Do our MPs deserve a pay hike?

GN Bureau | August 17, 2010



Our parliamentarians are overworked and underpaid, so grossly underpaid that (in the words of Congress MP Rajiv Shukla) they get less than a clerk of the government. Mere Rs 16,000 a month is their salary – a constituency allowance of Rs 20,000 of course goes to the constituency and an office expense allowance of an equal amount obviously goes to maintain office. They badly need a pay hike and since the decision is in a manner of speaking in their own hands, the only question is how much hike. One figure proposed is Rs 80,001 – a rupee more than what a secretary to the government gets. Fifty thousand is another figure, proposed by the parliamentary affairs ministry. The cabinet on Monday could not arrive at a consensus on the figure.

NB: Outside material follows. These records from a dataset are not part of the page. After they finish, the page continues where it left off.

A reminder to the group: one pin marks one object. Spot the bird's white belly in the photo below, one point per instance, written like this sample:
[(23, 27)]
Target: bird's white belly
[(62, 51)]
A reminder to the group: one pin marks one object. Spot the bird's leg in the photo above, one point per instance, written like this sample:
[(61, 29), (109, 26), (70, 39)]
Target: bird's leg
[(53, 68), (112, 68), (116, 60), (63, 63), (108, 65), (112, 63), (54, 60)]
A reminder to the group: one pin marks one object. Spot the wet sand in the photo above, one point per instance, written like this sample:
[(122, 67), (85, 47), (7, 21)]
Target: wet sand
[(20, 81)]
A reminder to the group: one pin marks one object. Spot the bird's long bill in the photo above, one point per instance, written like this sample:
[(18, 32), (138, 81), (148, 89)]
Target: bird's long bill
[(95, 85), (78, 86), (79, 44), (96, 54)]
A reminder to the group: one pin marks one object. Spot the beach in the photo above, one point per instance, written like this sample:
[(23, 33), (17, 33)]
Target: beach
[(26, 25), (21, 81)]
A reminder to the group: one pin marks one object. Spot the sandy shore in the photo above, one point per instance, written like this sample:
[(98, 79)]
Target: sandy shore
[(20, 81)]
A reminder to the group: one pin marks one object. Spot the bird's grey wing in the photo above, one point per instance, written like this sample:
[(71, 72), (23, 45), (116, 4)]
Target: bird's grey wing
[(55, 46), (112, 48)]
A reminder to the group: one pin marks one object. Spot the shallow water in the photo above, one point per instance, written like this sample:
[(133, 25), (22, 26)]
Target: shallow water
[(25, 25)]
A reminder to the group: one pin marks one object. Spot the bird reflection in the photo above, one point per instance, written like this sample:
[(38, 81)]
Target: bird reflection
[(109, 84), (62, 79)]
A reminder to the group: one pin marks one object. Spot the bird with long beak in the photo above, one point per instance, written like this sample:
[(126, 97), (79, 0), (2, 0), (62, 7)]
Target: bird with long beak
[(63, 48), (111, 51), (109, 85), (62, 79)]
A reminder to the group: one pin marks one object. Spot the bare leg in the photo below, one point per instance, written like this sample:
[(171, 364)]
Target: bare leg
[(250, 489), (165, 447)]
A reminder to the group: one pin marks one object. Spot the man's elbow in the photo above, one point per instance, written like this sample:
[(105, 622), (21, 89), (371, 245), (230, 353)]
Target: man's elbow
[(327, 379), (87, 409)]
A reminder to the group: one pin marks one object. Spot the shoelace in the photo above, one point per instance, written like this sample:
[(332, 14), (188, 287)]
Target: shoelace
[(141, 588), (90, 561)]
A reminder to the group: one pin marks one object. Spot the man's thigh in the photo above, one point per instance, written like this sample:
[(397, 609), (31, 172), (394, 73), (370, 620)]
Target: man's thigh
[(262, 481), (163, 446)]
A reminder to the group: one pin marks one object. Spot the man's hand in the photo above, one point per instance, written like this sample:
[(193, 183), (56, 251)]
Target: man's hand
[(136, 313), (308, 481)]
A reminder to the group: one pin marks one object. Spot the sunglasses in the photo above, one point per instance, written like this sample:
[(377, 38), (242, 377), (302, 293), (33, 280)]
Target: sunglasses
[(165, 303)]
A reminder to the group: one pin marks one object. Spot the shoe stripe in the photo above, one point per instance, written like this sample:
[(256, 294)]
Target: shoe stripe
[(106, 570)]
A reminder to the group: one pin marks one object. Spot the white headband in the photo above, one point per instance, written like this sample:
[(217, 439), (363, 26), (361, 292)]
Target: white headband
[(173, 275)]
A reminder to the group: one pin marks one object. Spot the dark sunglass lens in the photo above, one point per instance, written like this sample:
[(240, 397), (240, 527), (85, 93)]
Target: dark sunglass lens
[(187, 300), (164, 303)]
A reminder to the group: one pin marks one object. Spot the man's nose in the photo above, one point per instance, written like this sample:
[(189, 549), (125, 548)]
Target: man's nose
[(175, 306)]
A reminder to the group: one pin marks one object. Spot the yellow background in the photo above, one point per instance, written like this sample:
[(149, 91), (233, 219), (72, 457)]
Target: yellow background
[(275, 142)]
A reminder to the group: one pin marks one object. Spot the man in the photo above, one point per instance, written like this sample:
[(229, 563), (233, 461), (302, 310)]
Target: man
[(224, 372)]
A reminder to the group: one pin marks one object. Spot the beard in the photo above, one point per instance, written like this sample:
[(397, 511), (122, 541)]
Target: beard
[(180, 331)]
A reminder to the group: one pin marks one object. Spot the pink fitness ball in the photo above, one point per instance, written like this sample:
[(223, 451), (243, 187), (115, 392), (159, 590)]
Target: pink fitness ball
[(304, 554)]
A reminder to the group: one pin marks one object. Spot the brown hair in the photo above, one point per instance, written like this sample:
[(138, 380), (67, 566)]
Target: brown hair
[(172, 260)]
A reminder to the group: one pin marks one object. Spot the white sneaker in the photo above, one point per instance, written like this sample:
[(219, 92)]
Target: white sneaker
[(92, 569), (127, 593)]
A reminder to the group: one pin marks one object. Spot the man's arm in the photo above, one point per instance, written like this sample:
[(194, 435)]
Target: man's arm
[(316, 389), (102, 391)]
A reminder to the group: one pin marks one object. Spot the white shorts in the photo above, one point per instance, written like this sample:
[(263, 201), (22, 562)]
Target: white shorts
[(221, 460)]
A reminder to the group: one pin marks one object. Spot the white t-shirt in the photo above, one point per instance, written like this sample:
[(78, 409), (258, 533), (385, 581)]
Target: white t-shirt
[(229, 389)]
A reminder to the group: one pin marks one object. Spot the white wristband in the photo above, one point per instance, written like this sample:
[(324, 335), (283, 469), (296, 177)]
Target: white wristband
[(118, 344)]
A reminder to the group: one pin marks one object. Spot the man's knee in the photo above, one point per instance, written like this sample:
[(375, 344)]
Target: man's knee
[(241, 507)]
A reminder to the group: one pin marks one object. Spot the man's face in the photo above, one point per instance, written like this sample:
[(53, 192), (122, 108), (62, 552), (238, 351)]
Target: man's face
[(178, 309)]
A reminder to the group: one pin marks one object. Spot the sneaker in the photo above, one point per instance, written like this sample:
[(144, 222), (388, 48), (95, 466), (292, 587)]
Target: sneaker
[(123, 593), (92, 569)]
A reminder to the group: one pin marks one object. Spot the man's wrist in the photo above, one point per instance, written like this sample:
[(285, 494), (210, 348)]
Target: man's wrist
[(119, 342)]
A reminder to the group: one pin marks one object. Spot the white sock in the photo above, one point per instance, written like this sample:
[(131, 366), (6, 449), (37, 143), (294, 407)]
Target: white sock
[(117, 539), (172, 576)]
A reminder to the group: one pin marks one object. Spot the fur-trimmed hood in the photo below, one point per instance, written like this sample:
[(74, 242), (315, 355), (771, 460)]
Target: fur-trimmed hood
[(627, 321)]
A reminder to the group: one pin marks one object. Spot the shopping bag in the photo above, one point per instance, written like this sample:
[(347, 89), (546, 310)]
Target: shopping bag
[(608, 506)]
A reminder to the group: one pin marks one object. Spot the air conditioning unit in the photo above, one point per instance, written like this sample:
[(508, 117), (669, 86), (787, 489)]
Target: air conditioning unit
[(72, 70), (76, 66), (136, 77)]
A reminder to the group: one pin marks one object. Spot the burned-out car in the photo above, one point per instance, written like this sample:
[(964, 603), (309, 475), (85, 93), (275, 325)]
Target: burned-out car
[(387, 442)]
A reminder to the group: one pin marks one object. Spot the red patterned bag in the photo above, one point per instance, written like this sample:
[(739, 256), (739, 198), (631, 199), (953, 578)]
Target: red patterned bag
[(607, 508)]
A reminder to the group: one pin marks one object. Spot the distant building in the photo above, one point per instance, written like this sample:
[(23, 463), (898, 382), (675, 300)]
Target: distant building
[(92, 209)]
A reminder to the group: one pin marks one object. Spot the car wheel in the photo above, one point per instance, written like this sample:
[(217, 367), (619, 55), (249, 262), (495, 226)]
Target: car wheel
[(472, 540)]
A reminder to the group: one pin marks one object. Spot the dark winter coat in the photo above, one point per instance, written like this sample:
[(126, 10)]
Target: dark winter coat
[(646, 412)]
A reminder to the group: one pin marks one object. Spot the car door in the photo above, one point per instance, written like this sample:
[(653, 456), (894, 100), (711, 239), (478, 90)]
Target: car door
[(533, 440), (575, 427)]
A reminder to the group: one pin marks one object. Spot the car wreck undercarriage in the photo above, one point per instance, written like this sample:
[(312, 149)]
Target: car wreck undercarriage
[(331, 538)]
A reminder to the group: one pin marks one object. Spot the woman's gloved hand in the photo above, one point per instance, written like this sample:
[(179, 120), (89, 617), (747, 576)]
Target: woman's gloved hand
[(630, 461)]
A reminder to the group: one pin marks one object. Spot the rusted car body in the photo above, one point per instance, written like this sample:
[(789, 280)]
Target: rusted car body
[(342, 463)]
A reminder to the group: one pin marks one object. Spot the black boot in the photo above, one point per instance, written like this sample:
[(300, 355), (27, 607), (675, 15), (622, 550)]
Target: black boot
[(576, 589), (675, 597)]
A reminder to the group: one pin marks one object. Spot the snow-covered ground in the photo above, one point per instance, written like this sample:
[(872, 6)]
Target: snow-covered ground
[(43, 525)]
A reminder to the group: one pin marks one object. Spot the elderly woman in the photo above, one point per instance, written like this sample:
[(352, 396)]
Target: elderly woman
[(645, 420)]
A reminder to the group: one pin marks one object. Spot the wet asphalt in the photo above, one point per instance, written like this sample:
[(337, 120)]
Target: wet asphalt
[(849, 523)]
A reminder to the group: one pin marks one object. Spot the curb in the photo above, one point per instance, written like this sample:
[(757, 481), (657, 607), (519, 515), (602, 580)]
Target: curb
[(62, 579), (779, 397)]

So, we raise the question again: do our MPs deserve a pay hike – given the double digit inflation and all that? But then the way corporate honchos fall over each other in bidding for a seat in the upper house, is the salary a factor at all? Did anybody say “I don't want to become an MP when I grow up, because salaries are too low”? And what about performance – our MPs are mostly making news for obstructing the house proceedings rather than for participating in them? At the very least, shouldn't their salary (if it matters at all) be linked to their performance – say, on the basis of their participation in the house business or efficient representation of the constituency?